Personal information
- Date of birth: 29 October 1987 (age 38)
- Place of birth: Douala, Cameroon
- Height: 1.76 m (5 ft 9+1⁄2 in)
- Position: Striker

Senior career*
- Years: Team / Apps / (Gls)
- 2003–2005: Westerlo
- 2006–2007: Portsmouth / 0 / (0)
- 2007: Crawley Town / 1 / (0)
- 2008: Constancia
- 2009: Atlético Monzón
- 2010: P. Ferreira / 3 / (0)
- 2010–2011: Chonburi
- 2012–2013: Sriracha /  / (15)
- 2014: Ayutthaya /  / (13)
- 2015–2016: Phuket
- 2017: Samutsongkhram / 15 / (12)
- 2017: Nakhon Pathom
- 2018: Chachoengsao Hi-Tek
- 2019–: Phuket City

= Berlin Ndebe-Nlome =

Cameroonian footballer

Berlin Ndebe-Nlome is a Cameroonian footballer. He played three matches in the Primeira Liga of Portugal for P. Ferreira in 2010.

==Career==
Whilst on trial at Portsmouth he became somewhat of an enigma around the club, playing in numerous pre-season friendlies with only his name known to players and fans and was eventually offered a contract at the club, finally receiving a work permit six weeks after signing.

Prior to signing for Portsmouth he was contracted to Belgian First Division club K.V.C. Westerlo.

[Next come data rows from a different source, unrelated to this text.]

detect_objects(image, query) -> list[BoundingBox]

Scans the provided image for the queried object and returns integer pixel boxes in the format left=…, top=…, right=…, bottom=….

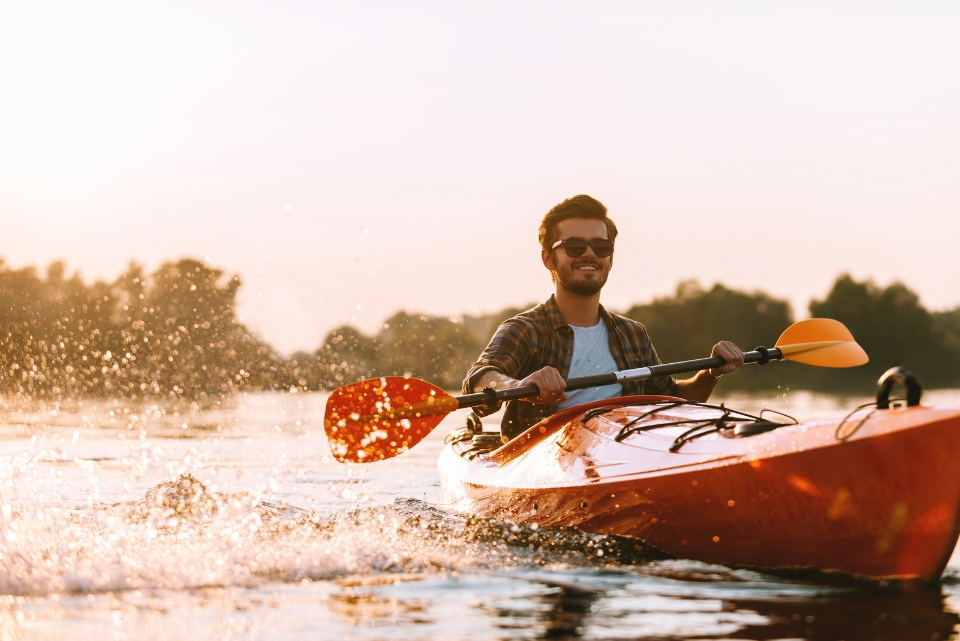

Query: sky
left=2, top=1, right=958, bottom=353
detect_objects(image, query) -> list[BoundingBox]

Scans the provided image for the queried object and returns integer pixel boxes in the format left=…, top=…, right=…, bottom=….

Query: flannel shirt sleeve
left=462, top=318, right=532, bottom=416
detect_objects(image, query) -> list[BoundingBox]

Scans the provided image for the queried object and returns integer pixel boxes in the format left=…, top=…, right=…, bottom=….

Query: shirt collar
left=543, top=295, right=615, bottom=332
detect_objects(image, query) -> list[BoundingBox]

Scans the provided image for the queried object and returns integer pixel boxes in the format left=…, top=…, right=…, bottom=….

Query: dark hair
left=538, top=194, right=618, bottom=250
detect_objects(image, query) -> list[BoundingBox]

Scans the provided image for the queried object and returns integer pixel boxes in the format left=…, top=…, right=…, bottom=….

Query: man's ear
left=541, top=249, right=556, bottom=271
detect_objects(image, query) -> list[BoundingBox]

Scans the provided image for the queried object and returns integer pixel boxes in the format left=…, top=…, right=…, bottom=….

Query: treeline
left=0, top=259, right=281, bottom=400
left=622, top=277, right=960, bottom=391
left=2, top=257, right=959, bottom=400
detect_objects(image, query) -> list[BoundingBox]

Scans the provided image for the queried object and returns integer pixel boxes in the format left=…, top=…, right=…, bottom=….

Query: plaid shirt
left=463, top=295, right=678, bottom=439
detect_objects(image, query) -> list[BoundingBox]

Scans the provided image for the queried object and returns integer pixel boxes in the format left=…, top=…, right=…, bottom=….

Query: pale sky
left=2, top=2, right=958, bottom=353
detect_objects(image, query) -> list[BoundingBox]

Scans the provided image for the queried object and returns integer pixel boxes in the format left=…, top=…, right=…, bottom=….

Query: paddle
left=323, top=318, right=867, bottom=464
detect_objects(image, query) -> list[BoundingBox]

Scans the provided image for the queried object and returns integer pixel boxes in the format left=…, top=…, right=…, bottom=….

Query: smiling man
left=463, top=194, right=745, bottom=440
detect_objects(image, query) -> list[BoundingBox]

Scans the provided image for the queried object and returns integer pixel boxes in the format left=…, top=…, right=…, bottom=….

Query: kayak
left=323, top=321, right=949, bottom=581
left=438, top=386, right=960, bottom=583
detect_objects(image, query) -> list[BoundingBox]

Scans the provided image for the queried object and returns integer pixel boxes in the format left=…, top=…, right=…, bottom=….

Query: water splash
left=0, top=473, right=671, bottom=597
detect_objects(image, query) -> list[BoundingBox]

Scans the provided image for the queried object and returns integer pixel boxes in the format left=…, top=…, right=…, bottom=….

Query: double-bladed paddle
left=323, top=318, right=868, bottom=464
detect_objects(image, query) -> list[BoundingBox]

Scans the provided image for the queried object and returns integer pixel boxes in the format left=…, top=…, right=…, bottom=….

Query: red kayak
left=438, top=388, right=960, bottom=582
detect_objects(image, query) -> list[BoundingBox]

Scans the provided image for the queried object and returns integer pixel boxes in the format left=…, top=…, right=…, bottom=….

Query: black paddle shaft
left=455, top=347, right=783, bottom=410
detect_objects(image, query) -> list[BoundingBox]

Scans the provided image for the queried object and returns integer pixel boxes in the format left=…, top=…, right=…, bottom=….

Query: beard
left=555, top=261, right=609, bottom=296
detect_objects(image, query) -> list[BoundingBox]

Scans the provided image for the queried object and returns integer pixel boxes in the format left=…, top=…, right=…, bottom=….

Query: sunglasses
left=550, top=237, right=615, bottom=258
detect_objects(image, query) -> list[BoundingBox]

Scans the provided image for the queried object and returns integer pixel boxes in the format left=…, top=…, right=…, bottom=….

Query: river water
left=2, top=388, right=960, bottom=640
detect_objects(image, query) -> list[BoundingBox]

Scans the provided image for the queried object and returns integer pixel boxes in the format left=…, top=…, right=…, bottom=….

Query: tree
left=622, top=281, right=795, bottom=390
left=809, top=275, right=960, bottom=388
left=314, top=326, right=381, bottom=389
left=377, top=312, right=480, bottom=389
left=0, top=258, right=280, bottom=400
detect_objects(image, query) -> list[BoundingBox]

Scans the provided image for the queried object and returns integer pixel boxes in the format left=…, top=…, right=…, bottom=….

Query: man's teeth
left=577, top=265, right=598, bottom=271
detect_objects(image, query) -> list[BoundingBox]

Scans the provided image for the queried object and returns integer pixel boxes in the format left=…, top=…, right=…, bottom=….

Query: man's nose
left=582, top=245, right=597, bottom=258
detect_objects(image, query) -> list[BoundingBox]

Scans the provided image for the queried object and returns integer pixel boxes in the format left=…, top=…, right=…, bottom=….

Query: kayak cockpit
left=578, top=400, right=798, bottom=452
left=445, top=425, right=506, bottom=460
left=446, top=399, right=799, bottom=461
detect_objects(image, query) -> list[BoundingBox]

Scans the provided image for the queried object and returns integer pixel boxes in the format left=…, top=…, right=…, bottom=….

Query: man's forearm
left=675, top=370, right=722, bottom=403
left=472, top=369, right=520, bottom=393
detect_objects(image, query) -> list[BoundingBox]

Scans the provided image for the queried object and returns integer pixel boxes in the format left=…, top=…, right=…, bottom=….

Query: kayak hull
left=438, top=396, right=960, bottom=582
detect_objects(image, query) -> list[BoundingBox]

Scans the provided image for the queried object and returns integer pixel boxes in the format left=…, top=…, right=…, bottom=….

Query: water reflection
left=330, top=575, right=433, bottom=628
left=330, top=568, right=960, bottom=640
left=715, top=589, right=958, bottom=641
left=530, top=581, right=597, bottom=639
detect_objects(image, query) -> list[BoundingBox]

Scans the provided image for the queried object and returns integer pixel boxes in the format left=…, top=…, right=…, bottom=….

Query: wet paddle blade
left=775, top=318, right=869, bottom=368
left=324, top=376, right=459, bottom=463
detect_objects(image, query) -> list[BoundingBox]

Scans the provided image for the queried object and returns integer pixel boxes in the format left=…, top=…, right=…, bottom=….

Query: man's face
left=542, top=218, right=613, bottom=297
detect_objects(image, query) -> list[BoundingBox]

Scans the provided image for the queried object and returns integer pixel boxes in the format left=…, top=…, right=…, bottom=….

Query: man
left=463, top=194, right=745, bottom=440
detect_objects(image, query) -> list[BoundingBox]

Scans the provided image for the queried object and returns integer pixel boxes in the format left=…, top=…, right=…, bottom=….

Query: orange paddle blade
left=324, top=376, right=458, bottom=463
left=775, top=318, right=869, bottom=368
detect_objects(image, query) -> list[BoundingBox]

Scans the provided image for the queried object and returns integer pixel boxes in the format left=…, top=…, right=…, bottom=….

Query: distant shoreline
left=3, top=258, right=958, bottom=400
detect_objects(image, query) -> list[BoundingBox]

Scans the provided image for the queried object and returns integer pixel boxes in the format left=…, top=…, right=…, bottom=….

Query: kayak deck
left=438, top=395, right=960, bottom=582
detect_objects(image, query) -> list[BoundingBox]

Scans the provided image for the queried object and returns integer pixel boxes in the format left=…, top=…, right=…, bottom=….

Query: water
left=2, top=389, right=960, bottom=640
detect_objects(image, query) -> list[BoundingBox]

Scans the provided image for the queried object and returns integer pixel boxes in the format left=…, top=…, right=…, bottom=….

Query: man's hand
left=708, top=341, right=745, bottom=377
left=518, top=366, right=567, bottom=404
left=676, top=340, right=744, bottom=402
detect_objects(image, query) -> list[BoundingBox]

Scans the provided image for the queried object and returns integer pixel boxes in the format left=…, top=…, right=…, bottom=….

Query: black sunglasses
left=550, top=237, right=614, bottom=258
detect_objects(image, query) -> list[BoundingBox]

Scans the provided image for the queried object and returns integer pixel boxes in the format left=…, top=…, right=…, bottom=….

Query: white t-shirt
left=556, top=320, right=623, bottom=411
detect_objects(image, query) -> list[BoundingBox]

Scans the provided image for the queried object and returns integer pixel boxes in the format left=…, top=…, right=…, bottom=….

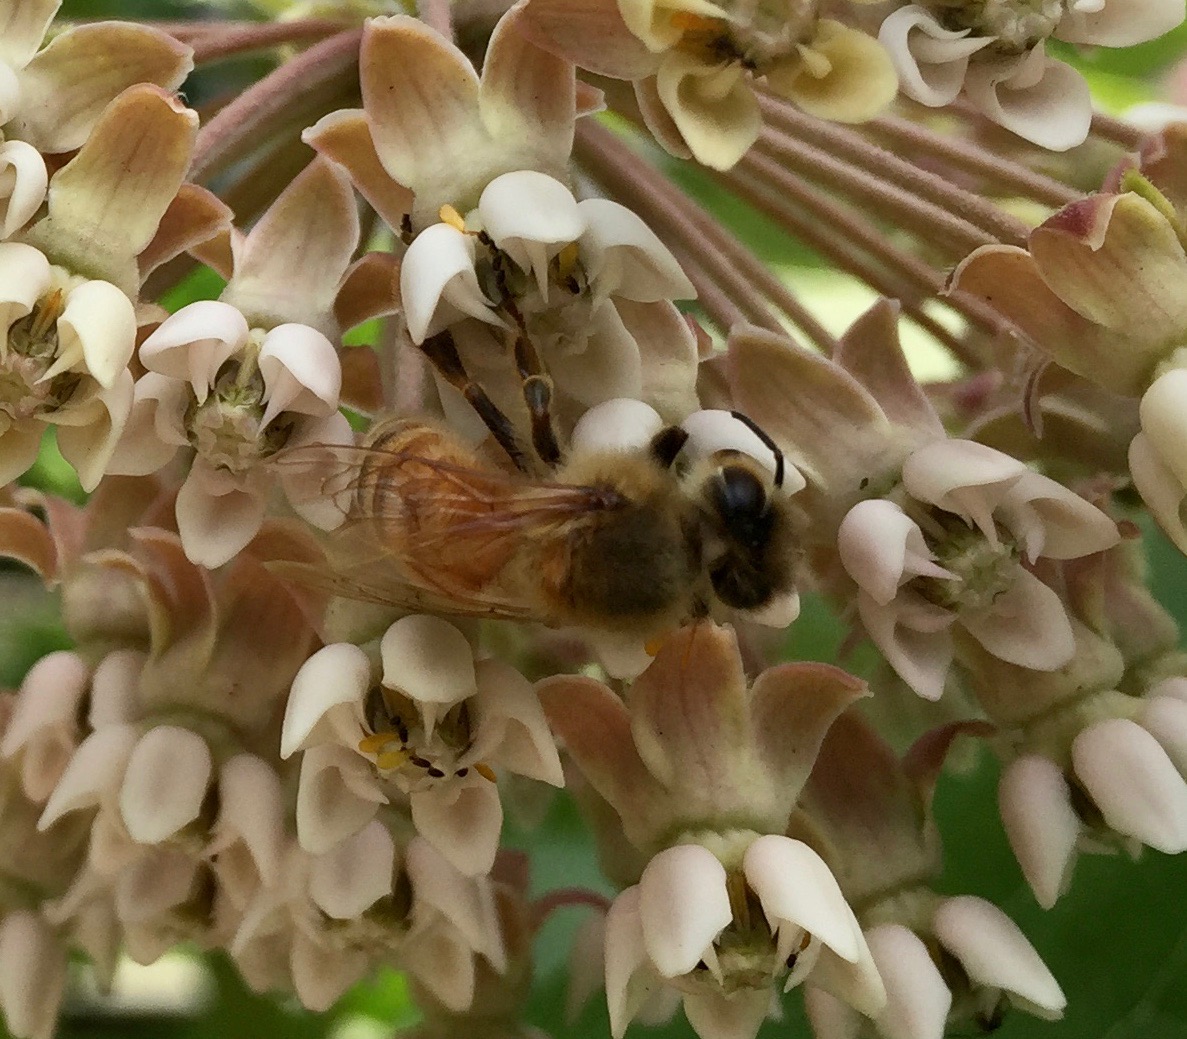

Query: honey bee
left=277, top=411, right=800, bottom=639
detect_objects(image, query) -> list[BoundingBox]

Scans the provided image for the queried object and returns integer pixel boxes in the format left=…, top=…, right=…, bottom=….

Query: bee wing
left=271, top=441, right=625, bottom=621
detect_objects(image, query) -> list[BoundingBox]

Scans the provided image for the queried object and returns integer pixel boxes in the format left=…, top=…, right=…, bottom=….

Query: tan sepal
left=302, top=108, right=413, bottom=233
left=221, top=157, right=359, bottom=337
left=137, top=183, right=234, bottom=282
left=335, top=251, right=401, bottom=334
left=338, top=345, right=385, bottom=416
left=517, top=0, right=659, bottom=78
left=0, top=506, right=57, bottom=582
left=25, top=85, right=197, bottom=296
left=654, top=53, right=760, bottom=170
left=0, top=0, right=58, bottom=72
left=12, top=21, right=193, bottom=153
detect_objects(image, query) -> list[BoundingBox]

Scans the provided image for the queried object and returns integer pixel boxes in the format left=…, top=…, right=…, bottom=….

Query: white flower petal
left=857, top=591, right=954, bottom=701
left=1130, top=431, right=1187, bottom=555
left=0, top=139, right=48, bottom=240
left=803, top=986, right=863, bottom=1039
left=56, top=369, right=135, bottom=492
left=115, top=847, right=200, bottom=923
left=0, top=241, right=51, bottom=334
left=1140, top=369, right=1187, bottom=490
left=87, top=649, right=142, bottom=728
left=1144, top=695, right=1187, bottom=777
left=1150, top=677, right=1187, bottom=704
left=866, top=924, right=951, bottom=1039
left=2, top=651, right=87, bottom=758
left=0, top=422, right=43, bottom=488
left=959, top=568, right=1075, bottom=671
left=743, top=835, right=862, bottom=964
left=44, top=280, right=136, bottom=389
left=104, top=373, right=186, bottom=476
left=639, top=844, right=732, bottom=978
left=0, top=910, right=66, bottom=1039
left=998, top=755, right=1079, bottom=909
left=410, top=775, right=503, bottom=876
left=997, top=470, right=1119, bottom=561
left=545, top=300, right=643, bottom=405
left=309, top=818, right=395, bottom=918
left=400, top=222, right=501, bottom=344
left=295, top=743, right=386, bottom=854
left=577, top=197, right=694, bottom=304
left=258, top=323, right=342, bottom=427
left=604, top=886, right=659, bottom=1039
left=902, top=439, right=1025, bottom=541
left=570, top=397, right=663, bottom=453
left=210, top=754, right=285, bottom=887
left=380, top=614, right=477, bottom=706
left=473, top=658, right=564, bottom=786
left=682, top=987, right=772, bottom=1039
left=1073, top=718, right=1187, bottom=852
left=138, top=300, right=249, bottom=403
left=878, top=6, right=992, bottom=107
left=119, top=726, right=213, bottom=844
left=964, top=48, right=1091, bottom=152
left=281, top=642, right=372, bottom=758
left=291, top=931, right=370, bottom=1012
left=174, top=459, right=269, bottom=569
left=933, top=896, right=1065, bottom=1016
left=37, top=723, right=138, bottom=830
left=838, top=499, right=953, bottom=606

After his release from Portsmouth, Berlin signed for Crawley Town on a short-term deal from Portsmouth in November 2007, lasting less than a month before being allowed to move on.

In July 2009 he was offered a chance to impress on trial at Swindon Town F.C. and appeared in two pre-season friendlies before moving on. He went on to play in Portugal for P. Ferreira in 2010, although he only featured in three league matches before moving clubs again.